NATALIA POW. Z Miłoszem jest dobrze... Powoli wraca do sił, ale jeszcze kawał drogi przed nim... Tęsknię za nim, a Niki to już w ogóle! Ciągle pyta mnie w swój dziecięcy sposób gdzie tata?! Ciężko mi odpowiadać jej że jeszcze trochę minie zanim tata do nas wróci, ale daję radę... OGROMNĄ pomocą są dla mnie Matylda i rodzice Miłka, którzy przyjechali z Czarciego 5 dni temu. Gdyby nie oni to pewnie bym sobie z tym wszystkim nie poradziła...!? Wspierają mnie z całych sił, sami będąc smutni stanem swojego syna, więc jestem im za to stokrotnie wdzięczna...
-Córuś, zjedz jeszcze trochę! Zjadłaś jak ptaszek! Padniesz tam w pracy!- skomentowała z wyraźną troską mama, patrząc na mnie przez stół. Miała rację, dzisiaj jakoś nie miałam apetytu na jedzenie i zjadłam tylko pojedynczą kanapeczkę z szynką i majonezem i nic poza tym... No wypiłam do tego herbatę z miodem i imbirem, aby dodało mi to energii. Jednakże znów zauważyłam że nie ważne jak dobrą bym zrobiła sobie herbatę, czy wykonała ją mama, ŻADNA nie równa się z tą, którą "wyczaruje" dla mnie Miłek... Tęsknię za nim i to okropnie...!
-Nie jestem głodna mamo...- odpowiedziałam spokojnie i łagodnie, patrząc przez stół na panią Beatę z lekkim uśmiechem.
-Natalko...- jęknęła, niezadowolona.
-Mama ma rację, powinnaś coś jeszcze zjeść...!- poparł ją w wysiłkach pan Tomasz, kładąc dłoń na mojej i patrząc mi głęboko w oczy -Dobrze wiesz że z takim śniadaniem Miłosz by cię z domu nie wypuścił! A nas by ukatrupił, gdyby się dowiedział że to zrobiliśmy...- dodał poważnie.
-Masz rację tato...- odpowiedziałam ugodowo, myśląc o Góralu. Faktycznie nie wypuściłby mnie z domu po takim cienkim śniadaniu...
-Zjem jeszcze jedną kanapkę i trochę jajecznicy, może być?!- uśmiechnęłam się do nich.
-Jajo!- dodała od siebie Nikola, radośnie.
-Widzisz! Nawet wnusia się z nami zgadza! Co nie Słoneczko!?- zwróciła się do niej pani Beata z uśmiechem i połaskotała ją pod brodą, przez co mała zaśmiała się słodko. Nasza urocza...

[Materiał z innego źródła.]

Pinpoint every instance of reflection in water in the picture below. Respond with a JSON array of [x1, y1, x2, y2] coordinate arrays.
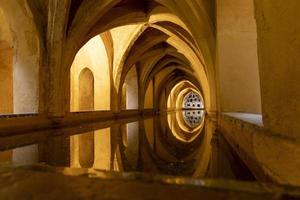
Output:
[[182, 110, 204, 128], [0, 110, 255, 180]]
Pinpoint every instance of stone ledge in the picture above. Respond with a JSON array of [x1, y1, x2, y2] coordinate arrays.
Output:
[[219, 113, 300, 186]]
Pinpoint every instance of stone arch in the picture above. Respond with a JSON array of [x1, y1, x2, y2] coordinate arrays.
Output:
[[70, 36, 111, 112]]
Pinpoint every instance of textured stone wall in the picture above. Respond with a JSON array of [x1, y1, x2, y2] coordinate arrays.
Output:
[[255, 0, 300, 139], [217, 0, 261, 113]]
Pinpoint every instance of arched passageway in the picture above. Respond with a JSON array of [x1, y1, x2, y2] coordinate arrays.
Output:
[[0, 0, 300, 199]]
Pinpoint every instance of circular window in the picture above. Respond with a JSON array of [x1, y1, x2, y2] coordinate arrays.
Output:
[[183, 92, 204, 109]]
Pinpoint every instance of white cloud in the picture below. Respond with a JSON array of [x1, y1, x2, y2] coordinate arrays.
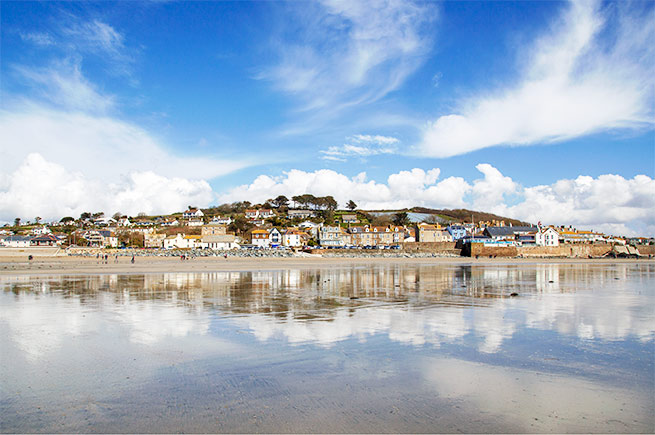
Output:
[[218, 163, 655, 235], [58, 16, 134, 75], [321, 134, 400, 161], [14, 60, 116, 113], [0, 153, 214, 221], [259, 0, 435, 111], [219, 168, 470, 209], [419, 1, 655, 157], [20, 32, 55, 47], [0, 103, 247, 182]]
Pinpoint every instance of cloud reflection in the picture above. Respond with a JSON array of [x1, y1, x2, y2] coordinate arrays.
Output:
[[0, 262, 655, 357]]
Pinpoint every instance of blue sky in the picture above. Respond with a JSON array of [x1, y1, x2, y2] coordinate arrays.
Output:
[[0, 0, 655, 235]]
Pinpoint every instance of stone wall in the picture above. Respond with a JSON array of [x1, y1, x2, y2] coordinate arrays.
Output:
[[401, 242, 460, 254], [637, 245, 655, 255], [471, 243, 612, 258]]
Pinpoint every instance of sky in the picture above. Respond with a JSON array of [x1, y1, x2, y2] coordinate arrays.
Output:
[[0, 0, 655, 236]]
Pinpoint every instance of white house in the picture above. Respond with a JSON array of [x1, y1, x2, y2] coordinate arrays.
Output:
[[164, 234, 201, 249], [282, 228, 307, 246], [187, 218, 205, 227], [298, 221, 322, 238], [250, 230, 271, 248], [182, 207, 205, 219], [534, 227, 559, 246], [210, 216, 233, 226], [201, 234, 239, 250], [268, 228, 282, 246], [3, 236, 32, 248], [30, 225, 52, 236]]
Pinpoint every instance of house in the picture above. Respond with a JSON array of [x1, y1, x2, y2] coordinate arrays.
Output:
[[209, 216, 234, 226], [30, 234, 61, 246], [163, 234, 186, 249], [245, 208, 275, 219], [82, 230, 105, 248], [200, 234, 239, 250], [287, 210, 316, 219], [187, 218, 205, 227], [245, 210, 259, 219], [416, 223, 453, 243], [182, 207, 205, 219], [93, 216, 116, 227], [143, 234, 166, 248], [348, 225, 375, 246], [389, 225, 405, 245], [482, 226, 537, 242], [298, 221, 322, 239], [249, 229, 271, 248], [200, 222, 227, 236], [318, 225, 351, 247], [282, 228, 309, 247], [534, 227, 559, 246], [98, 230, 120, 248], [259, 208, 275, 219], [446, 225, 468, 241], [349, 225, 394, 246], [30, 225, 52, 236], [2, 236, 32, 248]]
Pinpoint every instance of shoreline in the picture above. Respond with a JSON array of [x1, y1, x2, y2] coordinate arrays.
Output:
[[0, 255, 655, 276]]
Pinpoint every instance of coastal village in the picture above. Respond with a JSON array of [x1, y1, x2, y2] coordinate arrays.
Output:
[[0, 195, 655, 258]]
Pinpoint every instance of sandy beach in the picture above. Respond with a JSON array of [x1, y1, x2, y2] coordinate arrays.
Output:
[[0, 250, 655, 275]]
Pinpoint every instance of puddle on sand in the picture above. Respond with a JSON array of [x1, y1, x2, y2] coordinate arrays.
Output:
[[0, 262, 655, 433]]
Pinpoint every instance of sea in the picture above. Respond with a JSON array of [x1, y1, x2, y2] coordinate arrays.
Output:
[[0, 261, 655, 433]]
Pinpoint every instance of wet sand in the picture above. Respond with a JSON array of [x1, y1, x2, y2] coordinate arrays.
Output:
[[0, 251, 655, 275]]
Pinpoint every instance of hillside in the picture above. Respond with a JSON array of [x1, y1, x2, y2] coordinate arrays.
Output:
[[411, 207, 530, 225]]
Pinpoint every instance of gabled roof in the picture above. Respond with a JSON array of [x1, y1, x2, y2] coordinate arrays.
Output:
[[5, 236, 33, 242], [485, 226, 537, 237]]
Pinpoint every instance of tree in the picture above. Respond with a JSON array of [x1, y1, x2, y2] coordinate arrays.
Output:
[[371, 214, 391, 227], [271, 195, 289, 208], [321, 196, 339, 211], [393, 211, 410, 227], [228, 216, 254, 234]]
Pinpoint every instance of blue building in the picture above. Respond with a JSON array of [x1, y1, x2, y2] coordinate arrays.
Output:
[[446, 225, 468, 240]]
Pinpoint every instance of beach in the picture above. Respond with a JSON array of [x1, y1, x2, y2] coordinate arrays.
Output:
[[0, 249, 655, 275]]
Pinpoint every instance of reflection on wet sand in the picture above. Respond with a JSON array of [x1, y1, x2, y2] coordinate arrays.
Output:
[[0, 262, 655, 432], [0, 264, 655, 353]]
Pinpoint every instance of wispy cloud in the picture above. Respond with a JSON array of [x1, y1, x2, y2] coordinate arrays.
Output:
[[258, 0, 436, 116], [321, 134, 400, 161], [20, 32, 55, 47], [219, 163, 655, 235], [419, 1, 655, 157], [13, 59, 116, 113]]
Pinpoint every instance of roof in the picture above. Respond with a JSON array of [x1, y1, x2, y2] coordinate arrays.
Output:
[[485, 226, 536, 237], [202, 234, 236, 243], [5, 236, 33, 242]]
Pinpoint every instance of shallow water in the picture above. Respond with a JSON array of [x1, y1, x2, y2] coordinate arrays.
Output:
[[0, 262, 655, 433]]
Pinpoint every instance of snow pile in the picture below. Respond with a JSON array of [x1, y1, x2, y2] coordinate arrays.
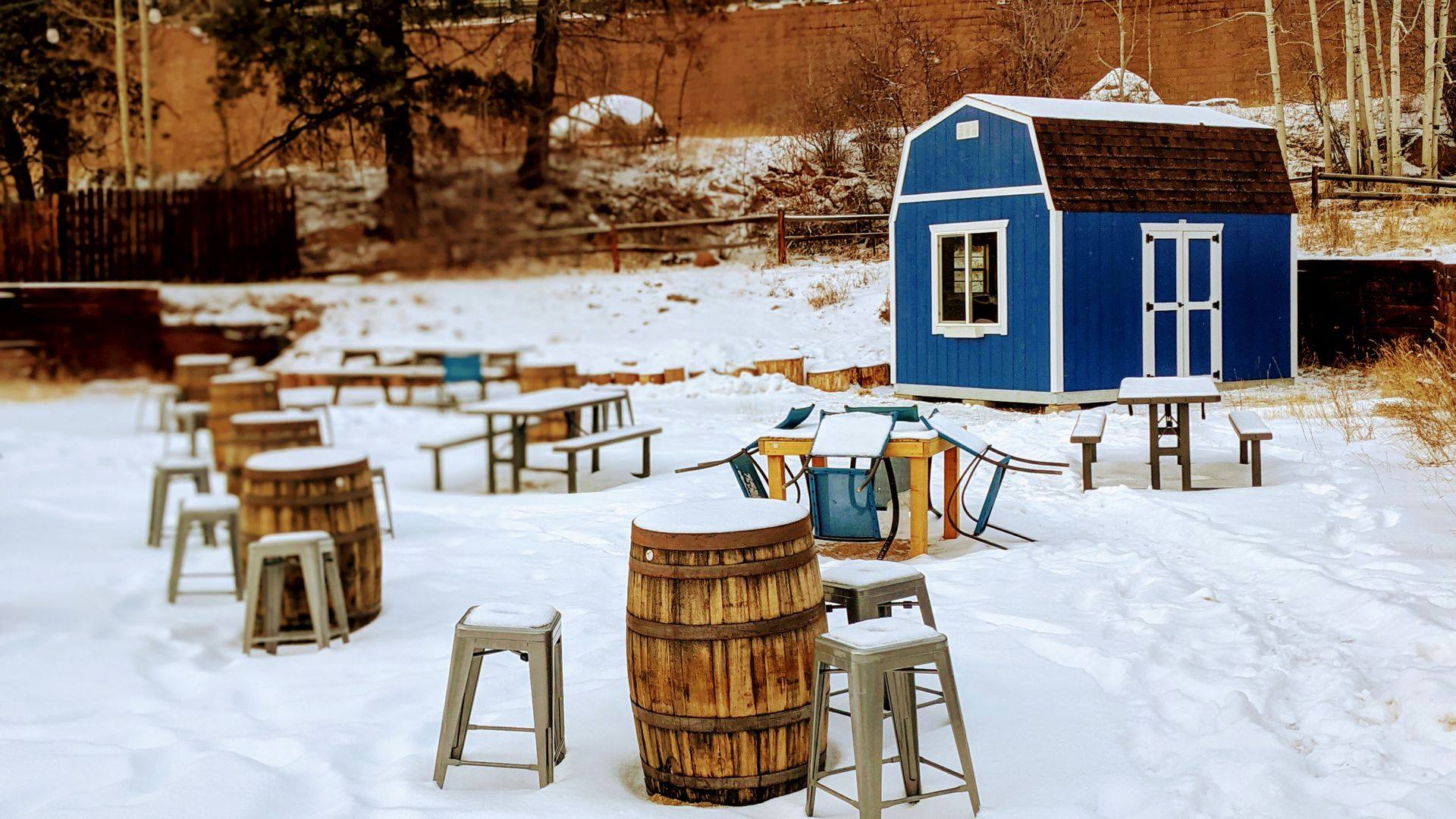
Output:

-Ok, ok! Już jem!- zaśmiałam się szczerze i faktycznie, zrobiłam tak jak powiedziałam. Niespełna 10 minut później, idealnie gdy skończyłam jeść, zadzwonił dzwonek do drzwi.

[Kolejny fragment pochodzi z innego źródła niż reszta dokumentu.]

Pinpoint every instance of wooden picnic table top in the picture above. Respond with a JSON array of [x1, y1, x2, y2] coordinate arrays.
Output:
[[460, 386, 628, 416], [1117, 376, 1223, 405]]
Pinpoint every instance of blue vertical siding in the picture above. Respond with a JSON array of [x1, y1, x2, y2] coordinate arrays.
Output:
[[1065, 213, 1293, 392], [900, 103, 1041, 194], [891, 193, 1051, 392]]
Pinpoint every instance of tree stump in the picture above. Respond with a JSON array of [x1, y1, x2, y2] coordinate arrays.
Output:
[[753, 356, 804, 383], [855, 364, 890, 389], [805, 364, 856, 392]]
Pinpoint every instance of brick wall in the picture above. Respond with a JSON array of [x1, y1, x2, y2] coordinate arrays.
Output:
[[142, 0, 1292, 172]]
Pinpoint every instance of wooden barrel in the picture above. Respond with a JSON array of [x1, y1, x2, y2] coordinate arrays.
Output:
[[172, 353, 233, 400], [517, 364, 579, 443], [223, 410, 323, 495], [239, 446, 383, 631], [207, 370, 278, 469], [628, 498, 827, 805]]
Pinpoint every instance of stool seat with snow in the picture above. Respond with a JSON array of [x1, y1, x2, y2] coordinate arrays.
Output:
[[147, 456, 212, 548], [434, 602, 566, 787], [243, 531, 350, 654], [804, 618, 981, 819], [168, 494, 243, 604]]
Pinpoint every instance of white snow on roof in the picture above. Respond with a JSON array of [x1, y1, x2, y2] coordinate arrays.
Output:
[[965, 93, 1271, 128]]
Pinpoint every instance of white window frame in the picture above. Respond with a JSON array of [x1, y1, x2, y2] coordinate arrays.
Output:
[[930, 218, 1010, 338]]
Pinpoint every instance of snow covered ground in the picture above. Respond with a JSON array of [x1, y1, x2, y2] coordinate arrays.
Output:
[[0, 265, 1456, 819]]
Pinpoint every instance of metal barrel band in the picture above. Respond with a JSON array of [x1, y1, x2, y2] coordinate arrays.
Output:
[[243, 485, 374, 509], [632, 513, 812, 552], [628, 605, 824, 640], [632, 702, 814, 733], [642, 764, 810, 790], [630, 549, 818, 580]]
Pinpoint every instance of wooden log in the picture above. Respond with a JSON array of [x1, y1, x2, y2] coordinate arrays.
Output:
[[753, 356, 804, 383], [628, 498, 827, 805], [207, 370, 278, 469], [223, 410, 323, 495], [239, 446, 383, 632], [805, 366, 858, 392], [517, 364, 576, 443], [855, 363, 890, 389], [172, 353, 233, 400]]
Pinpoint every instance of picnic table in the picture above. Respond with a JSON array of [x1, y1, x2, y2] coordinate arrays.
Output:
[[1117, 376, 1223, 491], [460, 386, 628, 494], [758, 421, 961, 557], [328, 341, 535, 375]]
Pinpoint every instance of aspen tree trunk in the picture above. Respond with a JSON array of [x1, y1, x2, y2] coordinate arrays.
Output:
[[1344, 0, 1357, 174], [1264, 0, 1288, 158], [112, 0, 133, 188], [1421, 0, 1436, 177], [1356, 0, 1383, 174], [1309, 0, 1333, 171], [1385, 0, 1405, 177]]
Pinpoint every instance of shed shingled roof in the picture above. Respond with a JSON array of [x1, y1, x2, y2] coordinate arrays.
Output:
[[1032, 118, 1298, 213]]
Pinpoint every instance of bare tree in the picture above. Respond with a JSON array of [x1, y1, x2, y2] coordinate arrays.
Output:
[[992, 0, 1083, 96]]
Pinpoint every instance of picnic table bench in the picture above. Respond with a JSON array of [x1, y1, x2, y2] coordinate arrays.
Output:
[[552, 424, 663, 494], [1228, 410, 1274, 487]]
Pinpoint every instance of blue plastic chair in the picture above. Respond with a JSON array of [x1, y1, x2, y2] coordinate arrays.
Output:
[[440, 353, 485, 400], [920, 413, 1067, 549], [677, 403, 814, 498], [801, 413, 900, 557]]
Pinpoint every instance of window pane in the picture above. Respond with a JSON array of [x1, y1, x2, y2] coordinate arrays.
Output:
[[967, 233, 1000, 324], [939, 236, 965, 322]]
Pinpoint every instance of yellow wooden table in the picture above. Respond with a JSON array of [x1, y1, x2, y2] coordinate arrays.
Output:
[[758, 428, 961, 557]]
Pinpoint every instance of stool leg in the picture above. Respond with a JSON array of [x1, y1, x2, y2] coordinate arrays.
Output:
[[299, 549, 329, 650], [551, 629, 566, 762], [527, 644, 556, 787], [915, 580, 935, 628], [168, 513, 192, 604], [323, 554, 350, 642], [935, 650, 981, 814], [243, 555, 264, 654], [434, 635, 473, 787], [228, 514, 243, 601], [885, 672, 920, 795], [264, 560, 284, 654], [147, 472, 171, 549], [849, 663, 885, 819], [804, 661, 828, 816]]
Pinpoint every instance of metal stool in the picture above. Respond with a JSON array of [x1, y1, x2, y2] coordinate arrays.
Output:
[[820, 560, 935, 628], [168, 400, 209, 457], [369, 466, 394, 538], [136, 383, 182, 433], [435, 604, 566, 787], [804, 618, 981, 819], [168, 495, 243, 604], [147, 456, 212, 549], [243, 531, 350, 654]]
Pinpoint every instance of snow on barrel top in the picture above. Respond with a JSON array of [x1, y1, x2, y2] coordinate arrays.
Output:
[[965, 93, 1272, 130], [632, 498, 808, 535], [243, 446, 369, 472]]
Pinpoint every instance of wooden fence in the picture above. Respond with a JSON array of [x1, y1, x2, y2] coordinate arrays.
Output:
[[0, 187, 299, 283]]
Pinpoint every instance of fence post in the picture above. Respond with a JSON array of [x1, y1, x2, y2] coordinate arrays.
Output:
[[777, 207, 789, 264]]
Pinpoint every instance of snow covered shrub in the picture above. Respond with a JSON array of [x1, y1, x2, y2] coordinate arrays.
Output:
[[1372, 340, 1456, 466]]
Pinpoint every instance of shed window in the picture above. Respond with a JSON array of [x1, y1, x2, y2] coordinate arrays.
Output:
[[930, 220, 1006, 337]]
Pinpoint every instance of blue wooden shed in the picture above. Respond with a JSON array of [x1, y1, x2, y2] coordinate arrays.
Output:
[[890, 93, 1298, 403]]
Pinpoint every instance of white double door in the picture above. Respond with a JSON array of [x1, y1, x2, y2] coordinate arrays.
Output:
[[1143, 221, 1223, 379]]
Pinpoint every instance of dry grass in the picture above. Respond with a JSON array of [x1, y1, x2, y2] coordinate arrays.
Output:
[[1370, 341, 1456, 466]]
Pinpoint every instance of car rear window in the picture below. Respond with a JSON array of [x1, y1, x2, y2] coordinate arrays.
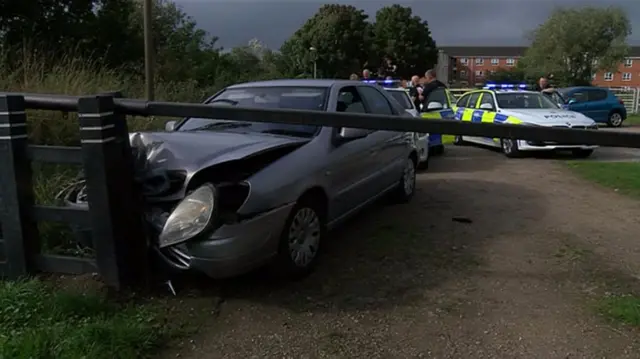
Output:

-To pewnie Matylda, pójdę otworzyć!- wyjaśniłam i wstałam od stołu. Żwawym krokiem podeszłam do drzwi i uprzednio sprawdzając przez Judasza kto za nimi stoi, otworzyłam je. Miałam rację, była to Matylda, która miała dzisiaj pilnować Niki, podczas gdy ja będę w pracy, a rodzice u Miłka w szpitalu. Siedzi tam biedny, uziemiony, więc bez wątpienia przyda mu się towarzystwo... Zastanawia mnie tylko, gdzie w tym wszystkim Jagna?! Czyżby nie przejęła się zdrowiem młodszego brata?! Wydawało mi się to dziwne, biorąc pod uwagę jak "lwio" próbowała "go przede mną obronić"...?!

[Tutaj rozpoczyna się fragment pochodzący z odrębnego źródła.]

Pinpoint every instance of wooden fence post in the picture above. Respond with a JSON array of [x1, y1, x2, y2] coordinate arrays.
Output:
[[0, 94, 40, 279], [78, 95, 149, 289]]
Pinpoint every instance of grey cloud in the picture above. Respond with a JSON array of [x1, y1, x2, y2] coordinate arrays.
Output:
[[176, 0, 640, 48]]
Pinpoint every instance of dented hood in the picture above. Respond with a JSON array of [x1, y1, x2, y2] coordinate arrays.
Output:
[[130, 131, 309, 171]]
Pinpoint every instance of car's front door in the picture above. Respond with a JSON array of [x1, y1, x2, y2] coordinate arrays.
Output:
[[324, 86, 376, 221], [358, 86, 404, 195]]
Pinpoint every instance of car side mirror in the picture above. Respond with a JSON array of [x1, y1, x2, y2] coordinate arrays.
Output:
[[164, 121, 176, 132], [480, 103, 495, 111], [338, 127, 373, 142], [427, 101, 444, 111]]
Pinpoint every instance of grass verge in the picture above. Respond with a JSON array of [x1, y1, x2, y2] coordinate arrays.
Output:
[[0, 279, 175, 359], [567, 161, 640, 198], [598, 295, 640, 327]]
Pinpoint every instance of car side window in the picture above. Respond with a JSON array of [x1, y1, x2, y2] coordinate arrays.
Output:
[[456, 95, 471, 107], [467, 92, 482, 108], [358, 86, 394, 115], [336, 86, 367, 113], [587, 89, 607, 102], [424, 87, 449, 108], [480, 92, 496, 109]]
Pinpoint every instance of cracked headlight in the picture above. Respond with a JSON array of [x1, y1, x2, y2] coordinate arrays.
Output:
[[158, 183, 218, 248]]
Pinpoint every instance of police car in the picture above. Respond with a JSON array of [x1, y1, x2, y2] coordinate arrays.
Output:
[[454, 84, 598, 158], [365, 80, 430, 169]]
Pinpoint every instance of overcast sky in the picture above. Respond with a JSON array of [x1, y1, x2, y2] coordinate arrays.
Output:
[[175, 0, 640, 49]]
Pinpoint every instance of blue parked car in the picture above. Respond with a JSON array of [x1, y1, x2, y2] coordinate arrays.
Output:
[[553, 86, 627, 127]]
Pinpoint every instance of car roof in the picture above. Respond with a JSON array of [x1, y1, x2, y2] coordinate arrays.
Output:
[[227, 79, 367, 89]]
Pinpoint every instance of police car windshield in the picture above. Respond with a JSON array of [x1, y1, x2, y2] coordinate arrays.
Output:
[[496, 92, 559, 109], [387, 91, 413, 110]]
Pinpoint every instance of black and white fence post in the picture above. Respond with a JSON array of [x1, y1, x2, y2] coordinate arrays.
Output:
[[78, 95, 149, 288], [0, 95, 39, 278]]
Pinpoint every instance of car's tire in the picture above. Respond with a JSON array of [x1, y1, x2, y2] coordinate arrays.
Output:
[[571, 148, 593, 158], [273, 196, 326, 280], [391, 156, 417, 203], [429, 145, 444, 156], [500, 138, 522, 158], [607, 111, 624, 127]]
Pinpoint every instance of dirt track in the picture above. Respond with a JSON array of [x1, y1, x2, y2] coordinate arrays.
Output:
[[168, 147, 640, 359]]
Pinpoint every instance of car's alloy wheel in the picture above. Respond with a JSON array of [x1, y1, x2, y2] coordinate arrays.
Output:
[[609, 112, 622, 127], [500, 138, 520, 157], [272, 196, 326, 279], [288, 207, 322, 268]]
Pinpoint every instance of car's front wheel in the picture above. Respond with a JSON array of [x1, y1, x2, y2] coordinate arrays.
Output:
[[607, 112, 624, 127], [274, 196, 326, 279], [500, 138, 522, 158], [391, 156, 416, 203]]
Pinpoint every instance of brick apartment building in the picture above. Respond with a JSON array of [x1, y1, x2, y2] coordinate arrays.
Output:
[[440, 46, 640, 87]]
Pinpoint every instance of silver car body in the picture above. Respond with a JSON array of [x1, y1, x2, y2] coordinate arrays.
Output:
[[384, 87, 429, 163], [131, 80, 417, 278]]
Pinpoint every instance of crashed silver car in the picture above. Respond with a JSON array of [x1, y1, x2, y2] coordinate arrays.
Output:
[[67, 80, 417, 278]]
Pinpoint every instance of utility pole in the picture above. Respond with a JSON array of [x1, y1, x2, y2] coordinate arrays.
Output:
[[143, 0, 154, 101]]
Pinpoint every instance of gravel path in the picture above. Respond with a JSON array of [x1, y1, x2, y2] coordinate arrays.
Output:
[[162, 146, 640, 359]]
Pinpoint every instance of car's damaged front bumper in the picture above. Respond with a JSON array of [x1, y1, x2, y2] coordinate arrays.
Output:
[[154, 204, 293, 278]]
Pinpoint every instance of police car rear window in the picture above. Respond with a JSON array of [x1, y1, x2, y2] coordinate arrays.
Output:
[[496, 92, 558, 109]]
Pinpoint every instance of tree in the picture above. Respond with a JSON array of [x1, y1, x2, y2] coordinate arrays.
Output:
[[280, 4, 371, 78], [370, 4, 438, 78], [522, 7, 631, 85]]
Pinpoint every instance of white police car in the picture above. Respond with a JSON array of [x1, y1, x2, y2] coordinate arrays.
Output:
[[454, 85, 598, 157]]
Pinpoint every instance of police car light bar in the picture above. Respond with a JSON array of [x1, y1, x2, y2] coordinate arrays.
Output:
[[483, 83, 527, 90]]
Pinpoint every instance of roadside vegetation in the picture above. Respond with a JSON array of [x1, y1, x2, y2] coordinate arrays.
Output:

-Cześć Mała, wejdź!- przywitałam się z siostrą, uściskałam ją na wejściu, po czym wpuściłam do środka.
-Hejka!- odpowiedziała rozpromieniona. Potem dość szybko pozbyła się zbędnych części ubioru, a następnie weszła głębiej do mieszkania.
-Dzień dobry państwu!- przywitała się z rodzicami Bachledy uściskiem.
-Dzień dobry dziecko!- oboje ją uściskali, a gdy puścili, cała uwaga Matyldy była skupiona na Nikoli.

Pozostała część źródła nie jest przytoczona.